Seemingly completely separately a bizarre story of an old man living a lonely if palatial existence on a grand English estate (that maybe doubles as a prison) is played out, his only companions are maddeningly obedient servants. I don’t think it’s meant to be a secret that this is Adrian Veidt (played by Jeremy Irons in the best performance I’ve seen from him in a long time), one of the characters from the graphic novel whose superhero identity is Ozymandias. As well as being incredibly wealthy and the smartest man in the world Veidt takes credit for saving the world whilst killing three million people – but only a handful of people are aware of this.
Why Is It Great?
Characters Are Key
Watchmen is a television show that puts understanding characters first and all the events that transpire are rooted in how these characters would act. It could be said that the whole season is explaining Angela Abar – her childhood, her marriage, her family, her job, her whole life and even events that happened before she was born. All of what happens makes sense, there are no inexplicable character decisions just to make the plot more exciting. And it is not just Angela whose life is analysed, many of the main characters’ lives are examined through flashbacks, such as her costumed cop colleague Wade Tillman/Looking Glass. The single most important thing in any story is you have to care about the characters, love them or hate them, the outcome is important and Watchmen achieved this in spectacular fashion. Rarely have I been as invested in a character as I was with Angela.
Dealing With Loss
Everyone in this show has lost something – whether it be people or sometimes more intangible concepts. Fitting in with a common superhero trope Angela is an orphan, Looking Glass lost his faith and peace of mind, Laurie Blake lost her superhero identity as well as an actual superhero. Much of the plot revolves around a murder that takes place in the first episode. Adrian Veidt rages against his lost power and influence and when someone as talented as him is going through grief there will be consequences.

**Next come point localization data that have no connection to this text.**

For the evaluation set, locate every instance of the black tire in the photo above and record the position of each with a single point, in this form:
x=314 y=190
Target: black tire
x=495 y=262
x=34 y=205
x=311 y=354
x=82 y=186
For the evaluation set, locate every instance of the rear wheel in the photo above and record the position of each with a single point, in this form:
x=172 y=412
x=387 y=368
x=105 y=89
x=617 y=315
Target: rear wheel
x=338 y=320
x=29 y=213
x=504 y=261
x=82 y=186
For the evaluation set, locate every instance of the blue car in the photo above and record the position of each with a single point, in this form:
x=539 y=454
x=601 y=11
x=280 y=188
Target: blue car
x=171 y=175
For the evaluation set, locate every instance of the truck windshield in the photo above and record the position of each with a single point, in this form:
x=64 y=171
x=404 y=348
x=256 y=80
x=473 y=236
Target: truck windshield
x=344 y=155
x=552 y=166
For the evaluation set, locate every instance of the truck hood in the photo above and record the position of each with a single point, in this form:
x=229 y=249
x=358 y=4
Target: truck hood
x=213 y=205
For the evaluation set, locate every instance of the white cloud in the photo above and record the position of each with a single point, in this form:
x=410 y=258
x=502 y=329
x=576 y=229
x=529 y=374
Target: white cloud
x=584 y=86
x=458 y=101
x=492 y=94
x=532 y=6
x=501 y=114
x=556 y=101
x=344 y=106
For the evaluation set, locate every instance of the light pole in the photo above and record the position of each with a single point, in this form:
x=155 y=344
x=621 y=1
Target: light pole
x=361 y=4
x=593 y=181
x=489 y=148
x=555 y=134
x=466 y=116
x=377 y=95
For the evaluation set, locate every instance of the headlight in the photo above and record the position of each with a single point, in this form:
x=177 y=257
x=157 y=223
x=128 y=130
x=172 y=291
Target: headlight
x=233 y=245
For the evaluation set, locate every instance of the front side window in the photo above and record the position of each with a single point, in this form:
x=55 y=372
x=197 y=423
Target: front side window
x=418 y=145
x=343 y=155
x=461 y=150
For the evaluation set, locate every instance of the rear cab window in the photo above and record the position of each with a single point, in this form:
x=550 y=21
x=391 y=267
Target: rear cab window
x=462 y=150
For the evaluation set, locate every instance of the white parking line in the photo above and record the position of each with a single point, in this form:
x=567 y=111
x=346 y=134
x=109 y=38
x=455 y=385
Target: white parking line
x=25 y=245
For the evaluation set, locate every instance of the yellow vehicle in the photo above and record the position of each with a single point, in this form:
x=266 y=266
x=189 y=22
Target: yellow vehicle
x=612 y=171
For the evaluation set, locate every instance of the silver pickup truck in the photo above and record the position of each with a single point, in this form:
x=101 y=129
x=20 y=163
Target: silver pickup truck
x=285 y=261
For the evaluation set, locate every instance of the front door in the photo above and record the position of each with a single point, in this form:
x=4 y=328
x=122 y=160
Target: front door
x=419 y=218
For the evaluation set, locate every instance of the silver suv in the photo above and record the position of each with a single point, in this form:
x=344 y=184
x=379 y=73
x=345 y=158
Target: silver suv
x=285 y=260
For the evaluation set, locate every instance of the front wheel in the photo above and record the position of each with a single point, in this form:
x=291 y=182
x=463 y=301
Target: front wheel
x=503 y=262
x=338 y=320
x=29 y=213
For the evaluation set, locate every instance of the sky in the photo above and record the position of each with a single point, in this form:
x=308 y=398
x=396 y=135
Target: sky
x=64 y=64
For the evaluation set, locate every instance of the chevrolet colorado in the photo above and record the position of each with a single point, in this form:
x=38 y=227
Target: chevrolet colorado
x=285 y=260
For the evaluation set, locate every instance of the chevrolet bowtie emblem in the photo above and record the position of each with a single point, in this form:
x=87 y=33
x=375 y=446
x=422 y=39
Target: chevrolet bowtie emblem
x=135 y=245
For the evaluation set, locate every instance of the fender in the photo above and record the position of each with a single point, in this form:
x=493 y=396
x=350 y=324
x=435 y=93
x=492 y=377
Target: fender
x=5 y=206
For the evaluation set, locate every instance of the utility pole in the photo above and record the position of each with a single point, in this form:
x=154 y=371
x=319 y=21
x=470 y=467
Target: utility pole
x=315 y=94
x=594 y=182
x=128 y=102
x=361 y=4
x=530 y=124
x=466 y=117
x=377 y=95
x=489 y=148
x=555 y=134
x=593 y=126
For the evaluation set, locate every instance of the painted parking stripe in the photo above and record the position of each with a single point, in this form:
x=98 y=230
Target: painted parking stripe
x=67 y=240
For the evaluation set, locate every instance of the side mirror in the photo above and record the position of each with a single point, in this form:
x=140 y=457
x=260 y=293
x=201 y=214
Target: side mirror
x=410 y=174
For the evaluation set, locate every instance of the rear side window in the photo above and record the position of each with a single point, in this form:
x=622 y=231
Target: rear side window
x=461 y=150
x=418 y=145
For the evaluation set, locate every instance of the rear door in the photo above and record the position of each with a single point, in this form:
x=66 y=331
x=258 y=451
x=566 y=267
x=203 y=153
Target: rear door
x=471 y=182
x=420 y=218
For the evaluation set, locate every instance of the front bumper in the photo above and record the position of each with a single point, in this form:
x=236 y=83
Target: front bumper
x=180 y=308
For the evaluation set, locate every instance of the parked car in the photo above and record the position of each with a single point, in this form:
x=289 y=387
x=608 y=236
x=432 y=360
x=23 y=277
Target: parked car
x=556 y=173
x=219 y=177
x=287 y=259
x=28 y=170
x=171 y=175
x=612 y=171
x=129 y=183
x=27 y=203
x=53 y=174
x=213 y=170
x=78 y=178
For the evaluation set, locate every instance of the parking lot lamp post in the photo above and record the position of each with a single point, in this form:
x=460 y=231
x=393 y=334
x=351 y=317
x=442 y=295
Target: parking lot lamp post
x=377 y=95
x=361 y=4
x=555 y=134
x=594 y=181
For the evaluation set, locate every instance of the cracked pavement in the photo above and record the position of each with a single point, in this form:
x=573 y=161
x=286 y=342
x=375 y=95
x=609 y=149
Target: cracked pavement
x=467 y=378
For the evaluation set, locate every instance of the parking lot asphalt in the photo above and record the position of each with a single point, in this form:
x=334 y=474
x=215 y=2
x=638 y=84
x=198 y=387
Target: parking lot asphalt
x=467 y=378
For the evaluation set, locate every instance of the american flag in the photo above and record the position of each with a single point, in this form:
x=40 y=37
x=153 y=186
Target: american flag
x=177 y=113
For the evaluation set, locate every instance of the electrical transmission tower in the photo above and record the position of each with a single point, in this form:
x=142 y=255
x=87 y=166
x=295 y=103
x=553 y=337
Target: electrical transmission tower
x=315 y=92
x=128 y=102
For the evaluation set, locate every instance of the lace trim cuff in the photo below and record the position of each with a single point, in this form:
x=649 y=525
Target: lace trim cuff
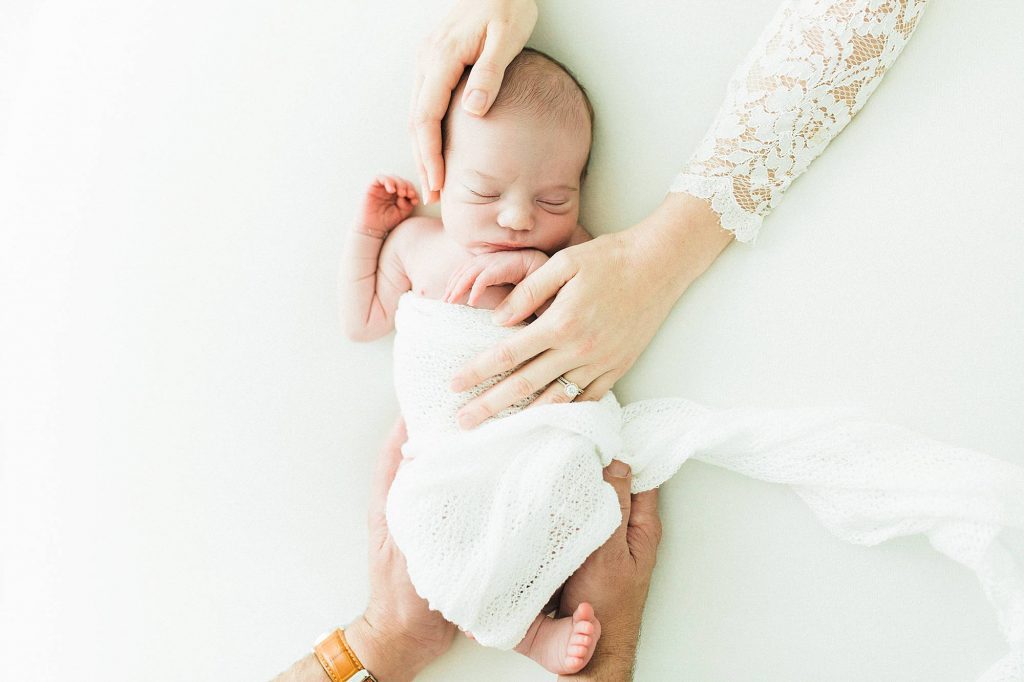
x=718 y=192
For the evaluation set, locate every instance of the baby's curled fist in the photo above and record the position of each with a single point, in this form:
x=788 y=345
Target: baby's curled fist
x=489 y=269
x=389 y=200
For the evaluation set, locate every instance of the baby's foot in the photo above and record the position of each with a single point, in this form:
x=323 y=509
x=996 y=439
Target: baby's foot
x=562 y=645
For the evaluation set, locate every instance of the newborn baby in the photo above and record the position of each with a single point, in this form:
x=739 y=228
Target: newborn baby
x=511 y=199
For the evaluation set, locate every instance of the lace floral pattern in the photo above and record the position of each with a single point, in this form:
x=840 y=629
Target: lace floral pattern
x=810 y=72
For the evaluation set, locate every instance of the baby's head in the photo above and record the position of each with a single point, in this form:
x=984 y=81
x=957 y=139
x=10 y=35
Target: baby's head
x=512 y=178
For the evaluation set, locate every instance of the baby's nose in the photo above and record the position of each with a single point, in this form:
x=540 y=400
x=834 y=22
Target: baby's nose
x=516 y=217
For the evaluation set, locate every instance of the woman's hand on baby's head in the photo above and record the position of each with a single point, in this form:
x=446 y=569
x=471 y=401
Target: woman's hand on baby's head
x=484 y=34
x=389 y=200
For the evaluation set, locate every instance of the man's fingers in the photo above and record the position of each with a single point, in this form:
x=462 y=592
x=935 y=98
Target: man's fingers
x=485 y=76
x=620 y=476
x=534 y=291
x=644 y=534
x=387 y=467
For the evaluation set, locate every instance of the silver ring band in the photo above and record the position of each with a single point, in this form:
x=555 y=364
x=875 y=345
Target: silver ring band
x=572 y=390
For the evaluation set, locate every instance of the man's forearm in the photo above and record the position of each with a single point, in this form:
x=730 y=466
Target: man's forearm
x=304 y=670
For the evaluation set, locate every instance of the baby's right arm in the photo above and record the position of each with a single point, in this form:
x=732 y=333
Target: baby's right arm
x=372 y=274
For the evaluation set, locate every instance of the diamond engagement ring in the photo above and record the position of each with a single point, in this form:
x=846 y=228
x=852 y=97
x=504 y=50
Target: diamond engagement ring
x=570 y=389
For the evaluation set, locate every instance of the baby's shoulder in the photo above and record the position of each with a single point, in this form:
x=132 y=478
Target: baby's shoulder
x=411 y=240
x=416 y=229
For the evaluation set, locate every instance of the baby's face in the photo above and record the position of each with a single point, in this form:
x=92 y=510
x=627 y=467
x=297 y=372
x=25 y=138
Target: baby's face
x=512 y=181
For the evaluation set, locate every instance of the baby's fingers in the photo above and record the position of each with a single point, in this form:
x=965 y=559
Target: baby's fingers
x=483 y=280
x=387 y=182
x=408 y=189
x=463 y=285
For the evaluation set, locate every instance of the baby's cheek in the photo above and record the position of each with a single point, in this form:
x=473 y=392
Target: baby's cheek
x=558 y=229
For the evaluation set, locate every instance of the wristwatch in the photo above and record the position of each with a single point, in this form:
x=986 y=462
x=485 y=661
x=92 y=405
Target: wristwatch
x=338 y=658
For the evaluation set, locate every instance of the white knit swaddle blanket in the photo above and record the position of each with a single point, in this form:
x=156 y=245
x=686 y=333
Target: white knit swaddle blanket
x=492 y=521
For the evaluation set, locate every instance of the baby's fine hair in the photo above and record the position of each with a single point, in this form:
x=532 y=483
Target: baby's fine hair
x=540 y=85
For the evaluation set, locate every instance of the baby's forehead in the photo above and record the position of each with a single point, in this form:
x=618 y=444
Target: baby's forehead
x=537 y=92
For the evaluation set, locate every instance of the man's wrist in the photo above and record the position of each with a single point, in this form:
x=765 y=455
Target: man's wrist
x=390 y=655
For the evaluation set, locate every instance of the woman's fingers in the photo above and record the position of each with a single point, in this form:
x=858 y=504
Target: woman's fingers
x=506 y=354
x=596 y=389
x=521 y=383
x=535 y=290
x=440 y=77
x=555 y=393
x=485 y=76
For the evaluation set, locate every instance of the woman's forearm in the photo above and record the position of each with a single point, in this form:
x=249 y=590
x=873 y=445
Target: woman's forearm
x=683 y=237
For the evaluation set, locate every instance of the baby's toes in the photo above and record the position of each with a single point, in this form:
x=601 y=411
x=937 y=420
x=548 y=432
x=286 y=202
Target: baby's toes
x=583 y=628
x=579 y=639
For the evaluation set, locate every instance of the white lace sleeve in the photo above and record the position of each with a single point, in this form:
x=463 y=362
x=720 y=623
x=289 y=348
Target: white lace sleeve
x=812 y=69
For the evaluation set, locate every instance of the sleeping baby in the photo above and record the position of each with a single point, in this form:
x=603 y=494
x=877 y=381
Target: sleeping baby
x=511 y=200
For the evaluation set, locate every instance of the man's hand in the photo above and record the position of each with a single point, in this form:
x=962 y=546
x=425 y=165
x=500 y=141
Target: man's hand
x=388 y=201
x=397 y=634
x=485 y=34
x=615 y=579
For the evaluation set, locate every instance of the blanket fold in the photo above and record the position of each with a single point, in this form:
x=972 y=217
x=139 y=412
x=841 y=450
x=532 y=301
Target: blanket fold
x=492 y=521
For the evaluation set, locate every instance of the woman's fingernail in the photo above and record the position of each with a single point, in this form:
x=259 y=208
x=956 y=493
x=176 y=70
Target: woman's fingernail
x=619 y=469
x=475 y=101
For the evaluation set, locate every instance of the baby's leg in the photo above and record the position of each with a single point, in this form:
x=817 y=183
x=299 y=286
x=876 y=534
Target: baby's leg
x=562 y=645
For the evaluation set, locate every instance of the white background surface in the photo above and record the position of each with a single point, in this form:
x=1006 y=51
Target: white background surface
x=186 y=435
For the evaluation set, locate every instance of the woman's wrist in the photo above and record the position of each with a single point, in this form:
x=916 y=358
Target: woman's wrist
x=681 y=239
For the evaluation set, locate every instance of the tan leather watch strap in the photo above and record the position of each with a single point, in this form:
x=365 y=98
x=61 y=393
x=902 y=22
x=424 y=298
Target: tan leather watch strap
x=338 y=659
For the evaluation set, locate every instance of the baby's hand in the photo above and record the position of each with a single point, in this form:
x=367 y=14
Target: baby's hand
x=489 y=269
x=389 y=201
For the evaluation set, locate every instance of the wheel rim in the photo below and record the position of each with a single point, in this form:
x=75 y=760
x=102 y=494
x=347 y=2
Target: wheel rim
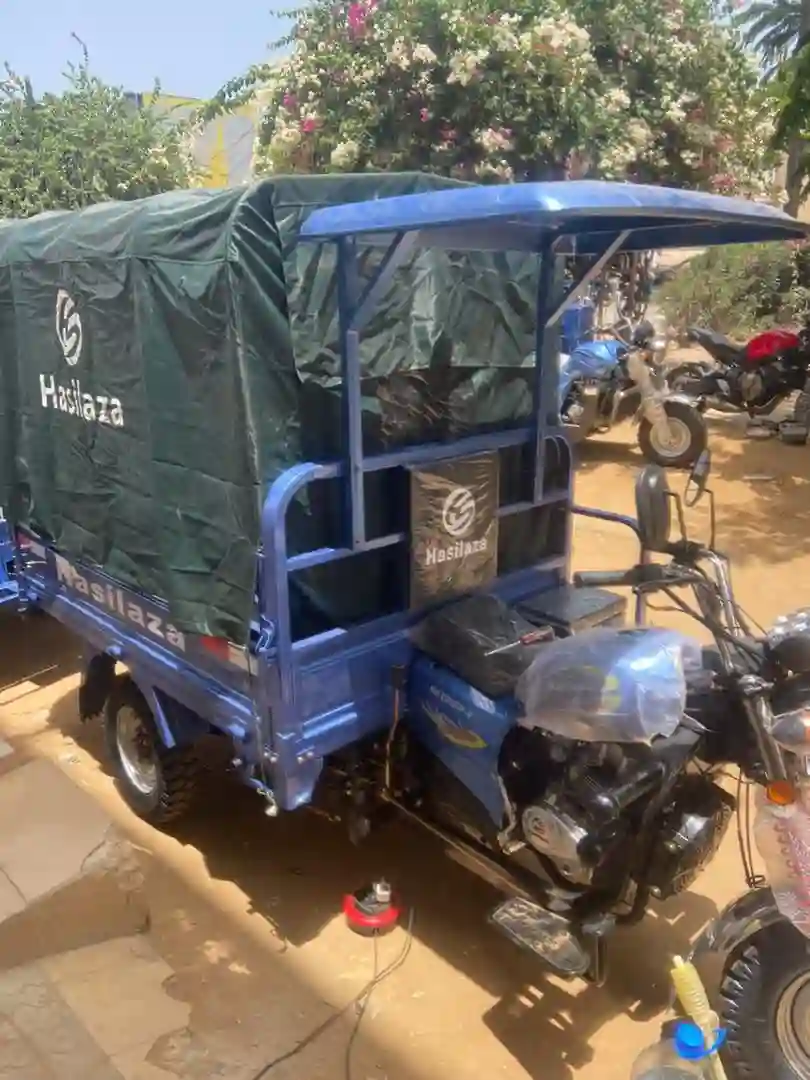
x=674 y=441
x=136 y=751
x=793 y=1025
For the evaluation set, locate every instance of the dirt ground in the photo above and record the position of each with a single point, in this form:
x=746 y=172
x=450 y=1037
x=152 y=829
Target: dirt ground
x=246 y=910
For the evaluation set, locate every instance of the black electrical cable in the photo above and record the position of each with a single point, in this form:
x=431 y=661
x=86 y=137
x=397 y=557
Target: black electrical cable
x=359 y=1002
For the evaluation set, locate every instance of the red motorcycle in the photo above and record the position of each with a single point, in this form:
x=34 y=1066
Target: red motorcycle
x=752 y=378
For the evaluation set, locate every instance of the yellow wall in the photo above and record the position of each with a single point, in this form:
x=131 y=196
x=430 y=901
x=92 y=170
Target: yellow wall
x=225 y=147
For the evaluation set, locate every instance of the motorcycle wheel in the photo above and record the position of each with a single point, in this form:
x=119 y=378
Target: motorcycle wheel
x=687 y=437
x=765 y=1007
x=682 y=377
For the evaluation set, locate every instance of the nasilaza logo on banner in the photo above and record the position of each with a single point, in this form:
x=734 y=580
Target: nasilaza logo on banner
x=69 y=397
x=458 y=512
x=458 y=517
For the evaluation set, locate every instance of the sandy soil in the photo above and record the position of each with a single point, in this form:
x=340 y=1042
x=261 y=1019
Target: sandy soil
x=246 y=909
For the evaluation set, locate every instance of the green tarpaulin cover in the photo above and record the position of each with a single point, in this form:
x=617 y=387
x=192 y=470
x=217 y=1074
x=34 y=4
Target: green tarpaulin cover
x=162 y=361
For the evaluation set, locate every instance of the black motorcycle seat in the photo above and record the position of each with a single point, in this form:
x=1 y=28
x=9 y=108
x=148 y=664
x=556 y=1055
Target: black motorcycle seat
x=717 y=345
x=480 y=639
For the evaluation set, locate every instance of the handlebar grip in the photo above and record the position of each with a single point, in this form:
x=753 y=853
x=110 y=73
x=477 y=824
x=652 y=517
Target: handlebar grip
x=583 y=579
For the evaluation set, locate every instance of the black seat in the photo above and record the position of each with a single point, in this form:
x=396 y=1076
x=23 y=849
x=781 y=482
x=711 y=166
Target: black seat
x=716 y=345
x=469 y=638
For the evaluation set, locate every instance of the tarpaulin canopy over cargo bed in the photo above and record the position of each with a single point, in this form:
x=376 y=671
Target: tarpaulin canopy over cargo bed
x=162 y=361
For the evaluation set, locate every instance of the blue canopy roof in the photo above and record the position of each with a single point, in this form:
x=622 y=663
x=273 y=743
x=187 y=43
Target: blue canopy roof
x=591 y=214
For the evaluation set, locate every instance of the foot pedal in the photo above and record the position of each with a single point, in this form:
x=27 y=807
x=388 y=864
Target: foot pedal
x=547 y=934
x=793 y=433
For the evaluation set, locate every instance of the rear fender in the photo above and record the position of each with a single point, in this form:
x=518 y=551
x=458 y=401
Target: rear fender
x=725 y=934
x=96 y=685
x=177 y=725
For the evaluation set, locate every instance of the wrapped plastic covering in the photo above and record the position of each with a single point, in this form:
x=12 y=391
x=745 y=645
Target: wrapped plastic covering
x=782 y=835
x=482 y=640
x=786 y=625
x=609 y=685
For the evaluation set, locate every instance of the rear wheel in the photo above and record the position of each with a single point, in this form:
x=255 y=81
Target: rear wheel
x=159 y=784
x=766 y=1007
x=680 y=444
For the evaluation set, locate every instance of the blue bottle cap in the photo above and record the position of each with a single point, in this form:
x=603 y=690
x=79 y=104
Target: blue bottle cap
x=689 y=1042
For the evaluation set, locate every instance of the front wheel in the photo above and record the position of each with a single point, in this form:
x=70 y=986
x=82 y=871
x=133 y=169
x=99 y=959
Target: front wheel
x=680 y=444
x=765 y=1001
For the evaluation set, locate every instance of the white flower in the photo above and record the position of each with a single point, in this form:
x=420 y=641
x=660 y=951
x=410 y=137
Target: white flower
x=285 y=137
x=493 y=140
x=345 y=154
x=464 y=66
x=423 y=54
x=638 y=134
x=399 y=56
x=617 y=99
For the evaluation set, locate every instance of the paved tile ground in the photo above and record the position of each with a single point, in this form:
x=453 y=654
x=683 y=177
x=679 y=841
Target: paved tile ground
x=41 y=1038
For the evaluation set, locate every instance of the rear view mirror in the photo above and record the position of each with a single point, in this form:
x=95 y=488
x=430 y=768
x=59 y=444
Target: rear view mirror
x=644 y=334
x=696 y=486
x=652 y=509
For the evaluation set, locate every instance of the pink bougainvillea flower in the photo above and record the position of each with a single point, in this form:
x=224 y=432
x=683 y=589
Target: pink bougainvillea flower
x=723 y=181
x=356 y=16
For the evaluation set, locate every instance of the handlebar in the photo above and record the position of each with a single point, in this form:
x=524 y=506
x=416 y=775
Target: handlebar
x=644 y=574
x=584 y=579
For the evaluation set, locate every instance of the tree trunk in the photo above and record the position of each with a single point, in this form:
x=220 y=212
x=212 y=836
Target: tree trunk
x=794 y=179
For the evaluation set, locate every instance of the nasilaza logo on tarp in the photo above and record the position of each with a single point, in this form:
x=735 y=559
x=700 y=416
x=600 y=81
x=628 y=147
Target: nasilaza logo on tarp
x=69 y=397
x=458 y=517
x=68 y=327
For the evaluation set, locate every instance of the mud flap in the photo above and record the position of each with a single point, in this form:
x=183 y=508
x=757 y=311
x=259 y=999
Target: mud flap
x=578 y=432
x=96 y=686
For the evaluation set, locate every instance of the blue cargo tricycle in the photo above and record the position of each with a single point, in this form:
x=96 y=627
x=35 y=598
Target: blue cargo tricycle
x=571 y=760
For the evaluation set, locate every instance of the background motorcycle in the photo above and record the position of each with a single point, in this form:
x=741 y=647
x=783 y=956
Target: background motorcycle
x=753 y=378
x=747 y=706
x=605 y=381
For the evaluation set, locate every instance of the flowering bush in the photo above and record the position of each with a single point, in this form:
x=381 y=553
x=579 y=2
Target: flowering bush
x=645 y=90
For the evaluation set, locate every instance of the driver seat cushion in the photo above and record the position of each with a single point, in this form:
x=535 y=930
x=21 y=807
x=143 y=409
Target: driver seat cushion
x=463 y=635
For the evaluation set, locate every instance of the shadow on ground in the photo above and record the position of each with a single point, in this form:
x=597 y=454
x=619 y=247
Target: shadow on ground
x=761 y=487
x=295 y=871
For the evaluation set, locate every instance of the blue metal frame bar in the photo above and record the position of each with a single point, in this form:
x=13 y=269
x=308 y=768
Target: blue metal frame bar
x=593 y=271
x=348 y=299
x=354 y=310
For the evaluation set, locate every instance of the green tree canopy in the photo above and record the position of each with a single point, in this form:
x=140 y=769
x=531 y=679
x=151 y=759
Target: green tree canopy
x=647 y=90
x=771 y=28
x=85 y=145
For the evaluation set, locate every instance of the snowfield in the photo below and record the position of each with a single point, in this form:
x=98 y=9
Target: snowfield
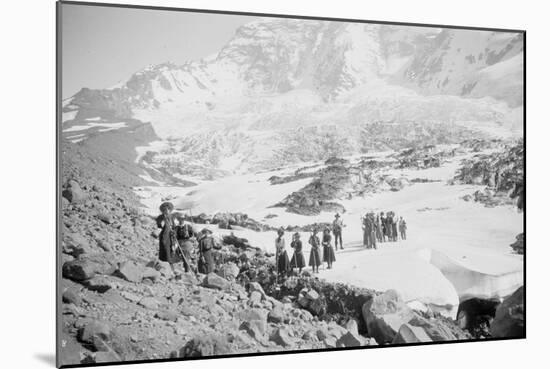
x=454 y=250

The first scene of the TV show is a portrayal of the Tulsa Massacre, a real event where white people essentially destroyed one of the most prosperous black neighbourhoods in all of America. The significance of this event on the rest of the story is not immediately apparent but slowly comes together across the episodes gradually unfolding, making more sense and not only shedding light on the current TV series but origin stories of characters created in the graphic novel. The 7th Cavalry talk about race traitors, look up to the KKK and occasionally complain about how hard it is to be a white man in America – it is difficult viewing.
A lot of time is spent analysing the never-ending struggle between freedom and security, justice and vengeance. The graphic novel did not like the idea of superheroes a great deal and thought about who actually goes out and beats criminals to a pulp (or worse) and the TV show continues that tradition.
There is also the dive into the worlds of the super-rich, mega-billionaires with resources that eclipse nations and what exactly their motivations are.
The intricate story at the heart of the TV show is expertly delivered to the audience, there are plots, secrets, twists, villains and maybe one or two heroes, all of it is fascinating and told in an original and exciting way.
There are many more reasons to watch this show than just what I’ve been able to list in this article and I am sure it will stand up to repeat viewings. And it may well have to as Damon Lindelof has stated he doesn’t want to do a second season and HBO aren’t going to do it without him, So you have just one practically perfect season to enjoy.